S: It worries me because there are many colleagues who from one day to the next were left without work and because it is difficult to get ahead in these conditions, so, what we try with Damián is to support the undertakings of colleagues that arose during the pandemic, from asking for food to buying barbijos or participating in virtual milongas. There were also referents or teachers giving virtual talks on a collaborative basis or for free, and we tried, as far as we could, to collaborate. To lend a hand.
B: During the forty years, have you noticed bonds of solidarity among colleagues, among artists, among the different protagonists of the tango universe?
S: I felt greater interaction between professionals and amateurs.
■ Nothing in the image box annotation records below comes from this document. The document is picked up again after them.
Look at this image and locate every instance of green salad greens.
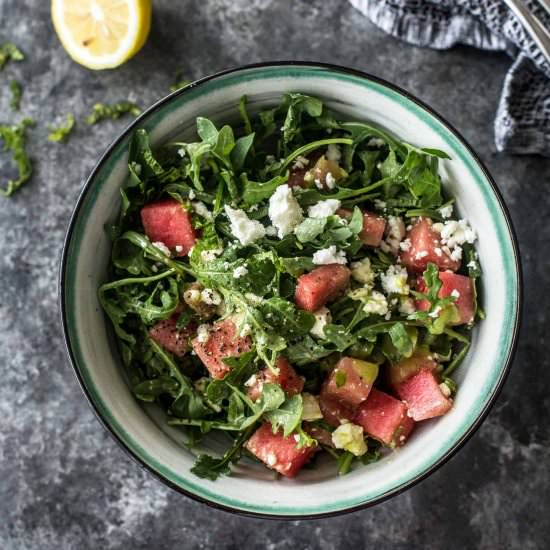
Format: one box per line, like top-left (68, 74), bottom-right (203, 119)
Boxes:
top-left (99, 93), bottom-right (483, 479)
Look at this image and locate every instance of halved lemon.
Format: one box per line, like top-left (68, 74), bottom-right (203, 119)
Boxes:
top-left (52, 0), bottom-right (152, 69)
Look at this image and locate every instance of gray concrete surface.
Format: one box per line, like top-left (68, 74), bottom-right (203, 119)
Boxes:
top-left (0, 0), bottom-right (550, 550)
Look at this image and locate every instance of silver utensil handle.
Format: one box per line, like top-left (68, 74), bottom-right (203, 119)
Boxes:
top-left (504, 0), bottom-right (550, 63)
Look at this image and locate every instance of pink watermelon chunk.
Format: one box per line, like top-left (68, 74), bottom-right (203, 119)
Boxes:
top-left (294, 264), bottom-right (350, 312)
top-left (319, 357), bottom-right (378, 426)
top-left (359, 212), bottom-right (386, 246)
top-left (192, 319), bottom-right (252, 379)
top-left (247, 357), bottom-right (304, 401)
top-left (353, 388), bottom-right (414, 447)
top-left (141, 199), bottom-right (197, 256)
top-left (149, 313), bottom-right (196, 357)
top-left (395, 369), bottom-right (453, 422)
top-left (401, 218), bottom-right (460, 272)
top-left (416, 271), bottom-right (476, 325)
top-left (245, 423), bottom-right (317, 477)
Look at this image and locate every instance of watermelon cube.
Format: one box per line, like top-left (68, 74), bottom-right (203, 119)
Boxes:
top-left (401, 218), bottom-right (460, 272)
top-left (294, 264), bottom-right (350, 312)
top-left (141, 199), bottom-right (197, 256)
top-left (192, 319), bottom-right (252, 379)
top-left (149, 312), bottom-right (196, 357)
top-left (386, 348), bottom-right (437, 388)
top-left (319, 357), bottom-right (378, 426)
top-left (247, 357), bottom-right (304, 401)
top-left (245, 423), bottom-right (317, 477)
top-left (359, 212), bottom-right (386, 246)
top-left (353, 388), bottom-right (414, 447)
top-left (416, 271), bottom-right (476, 325)
top-left (395, 369), bottom-right (453, 422)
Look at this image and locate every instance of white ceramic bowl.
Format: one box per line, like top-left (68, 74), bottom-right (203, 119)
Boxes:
top-left (60, 63), bottom-right (521, 517)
There is a very big division in the tango world between the masters who travel around the world so they don’t have much contact, you suddenly see their videos on YouTube and maybe now they are next to the music maker of the neighborhood practice organizing a solidarity festival. The teachers who travel around the world are now also at home giving classes through Zoom. I see more interaction but I don’t feel that we are all on the same page.
Volver
B: What do you think the milongas will be like after this experience?
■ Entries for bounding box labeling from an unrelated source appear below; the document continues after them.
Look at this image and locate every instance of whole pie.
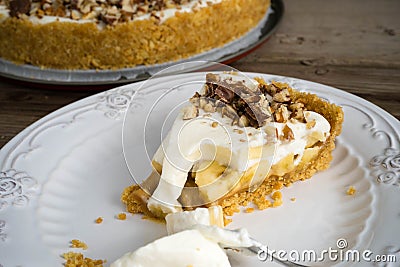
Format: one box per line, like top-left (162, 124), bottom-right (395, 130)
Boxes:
top-left (0, 0), bottom-right (270, 69)
top-left (121, 73), bottom-right (343, 223)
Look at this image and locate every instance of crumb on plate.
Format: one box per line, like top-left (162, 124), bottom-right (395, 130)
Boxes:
top-left (62, 252), bottom-right (106, 267)
top-left (117, 212), bottom-right (126, 221)
top-left (71, 239), bottom-right (88, 250)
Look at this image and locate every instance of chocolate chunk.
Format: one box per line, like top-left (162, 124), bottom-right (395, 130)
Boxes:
top-left (10, 0), bottom-right (31, 17)
top-left (215, 86), bottom-right (235, 104)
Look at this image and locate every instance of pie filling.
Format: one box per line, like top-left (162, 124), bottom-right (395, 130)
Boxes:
top-left (122, 73), bottom-right (343, 222)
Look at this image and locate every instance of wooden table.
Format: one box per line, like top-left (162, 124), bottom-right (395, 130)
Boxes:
top-left (0, 0), bottom-right (400, 147)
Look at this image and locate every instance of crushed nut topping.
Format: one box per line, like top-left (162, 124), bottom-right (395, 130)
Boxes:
top-left (4, 0), bottom-right (200, 25)
top-left (191, 74), bottom-right (305, 128)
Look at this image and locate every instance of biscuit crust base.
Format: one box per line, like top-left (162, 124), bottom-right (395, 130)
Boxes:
top-left (0, 0), bottom-right (270, 69)
top-left (121, 84), bottom-right (343, 221)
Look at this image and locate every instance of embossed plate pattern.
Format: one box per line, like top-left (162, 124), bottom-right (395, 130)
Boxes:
top-left (0, 73), bottom-right (400, 267)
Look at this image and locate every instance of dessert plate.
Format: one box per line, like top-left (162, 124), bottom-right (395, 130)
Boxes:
top-left (0, 0), bottom-right (284, 86)
top-left (0, 73), bottom-right (400, 267)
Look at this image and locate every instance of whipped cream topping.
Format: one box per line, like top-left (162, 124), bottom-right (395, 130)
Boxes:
top-left (165, 206), bottom-right (224, 235)
top-left (148, 82), bottom-right (330, 217)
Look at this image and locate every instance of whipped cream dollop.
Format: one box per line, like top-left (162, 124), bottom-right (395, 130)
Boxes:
top-left (147, 74), bottom-right (330, 217)
top-left (111, 209), bottom-right (255, 267)
top-left (111, 229), bottom-right (231, 267)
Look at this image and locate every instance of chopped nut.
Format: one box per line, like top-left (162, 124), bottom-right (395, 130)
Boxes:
top-left (9, 0), bottom-right (31, 17)
top-left (275, 105), bottom-right (290, 122)
top-left (244, 208), bottom-right (254, 213)
top-left (282, 125), bottom-right (294, 141)
top-left (306, 120), bottom-right (316, 130)
top-left (272, 89), bottom-right (290, 103)
top-left (117, 212), bottom-right (126, 221)
top-left (62, 251), bottom-right (106, 267)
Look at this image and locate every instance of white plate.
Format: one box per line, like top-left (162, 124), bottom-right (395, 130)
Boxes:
top-left (0, 73), bottom-right (400, 267)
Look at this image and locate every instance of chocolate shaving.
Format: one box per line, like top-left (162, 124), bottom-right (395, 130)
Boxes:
top-left (191, 73), bottom-right (305, 127)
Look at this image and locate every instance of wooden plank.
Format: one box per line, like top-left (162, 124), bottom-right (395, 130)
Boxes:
top-left (232, 61), bottom-right (400, 119)
top-left (243, 0), bottom-right (400, 67)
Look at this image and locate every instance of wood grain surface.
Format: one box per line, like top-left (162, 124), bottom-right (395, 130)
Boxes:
top-left (0, 0), bottom-right (400, 147)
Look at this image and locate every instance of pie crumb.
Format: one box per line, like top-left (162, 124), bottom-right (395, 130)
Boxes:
top-left (117, 212), bottom-right (126, 221)
top-left (62, 252), bottom-right (107, 267)
top-left (71, 239), bottom-right (88, 250)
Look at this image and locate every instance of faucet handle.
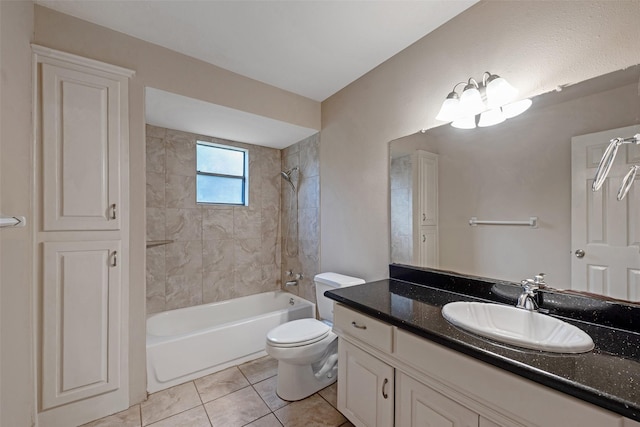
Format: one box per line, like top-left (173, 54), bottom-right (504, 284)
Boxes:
top-left (533, 273), bottom-right (547, 288)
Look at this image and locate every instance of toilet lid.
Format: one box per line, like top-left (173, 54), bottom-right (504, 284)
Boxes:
top-left (267, 319), bottom-right (331, 347)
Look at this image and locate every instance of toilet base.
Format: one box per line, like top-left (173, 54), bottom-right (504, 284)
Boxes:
top-left (276, 360), bottom-right (338, 401)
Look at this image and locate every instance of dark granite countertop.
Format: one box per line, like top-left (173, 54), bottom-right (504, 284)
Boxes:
top-left (325, 265), bottom-right (640, 421)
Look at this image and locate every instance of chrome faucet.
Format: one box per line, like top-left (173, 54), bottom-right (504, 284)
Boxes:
top-left (516, 273), bottom-right (547, 311)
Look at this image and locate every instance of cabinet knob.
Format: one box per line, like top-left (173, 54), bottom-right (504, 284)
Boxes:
top-left (351, 321), bottom-right (367, 329)
top-left (382, 378), bottom-right (389, 399)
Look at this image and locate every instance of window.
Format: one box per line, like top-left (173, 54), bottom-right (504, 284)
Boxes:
top-left (196, 141), bottom-right (249, 205)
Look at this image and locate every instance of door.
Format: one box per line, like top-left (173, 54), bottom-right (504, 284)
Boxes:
top-left (396, 372), bottom-right (479, 427)
top-left (41, 63), bottom-right (122, 231)
top-left (338, 338), bottom-right (394, 427)
top-left (571, 126), bottom-right (640, 301)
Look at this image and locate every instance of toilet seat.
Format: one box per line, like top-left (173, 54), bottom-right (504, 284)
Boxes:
top-left (267, 319), bottom-right (331, 348)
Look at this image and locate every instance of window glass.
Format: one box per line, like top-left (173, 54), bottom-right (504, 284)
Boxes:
top-left (196, 142), bottom-right (248, 205)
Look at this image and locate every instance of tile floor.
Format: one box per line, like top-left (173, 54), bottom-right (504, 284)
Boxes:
top-left (83, 356), bottom-right (353, 427)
S: I don’t know. I feel that the return is a bit far away. Maybe because we don’t have the same resources. Talking to an organizer like Oscar Héctor Malagrino, he had found out that for a comeback you need things that are totally out of the reach of an organizer, like the panels you go through and they disinfect you (some TV studios have incorporated them). Well, he told us that it is inaccessible because it is very expensive to rent that. But, if over time we can go back, it still gives me a sense of distance. I don’t know, and we would have to see to what extent the older adults are encouraged to come back. We will have to see how many people will come because I imagine that nobody wants to expose themselves. For young people, it seems to me that there is another … I would like to be able to give you a better answer, but I still see it a bit far away.
B: What information do you have at hand on how other countries are managing it?
S: What I have heard from other countries is that they are outdoors, without changing partners, with a lot of protocol such as taking the temperature and I have seen some of them with transparent masks, but at least they have that possibility.
[1] Tormenta (1939) Música, Letra: Enrique Santos Discépolo.
[1]Carillón de la Merced (1931) Music: Enrique Santos Discépolo. Lyrics: Enrique Santos Discépolo/Alfredo Le Pera.
[1]Después (1944) Lyrics Homero Manzi Music: Hugo Gutiérrez.
[1]Bien pulenta (1950) Lyrics: Carlos Waiss Music: Juan D’Arienzo/Héctor Varela.
[1]Tinta Roja (1941) Lyrics: Cátulo Castillo Music: Sebastián Piana.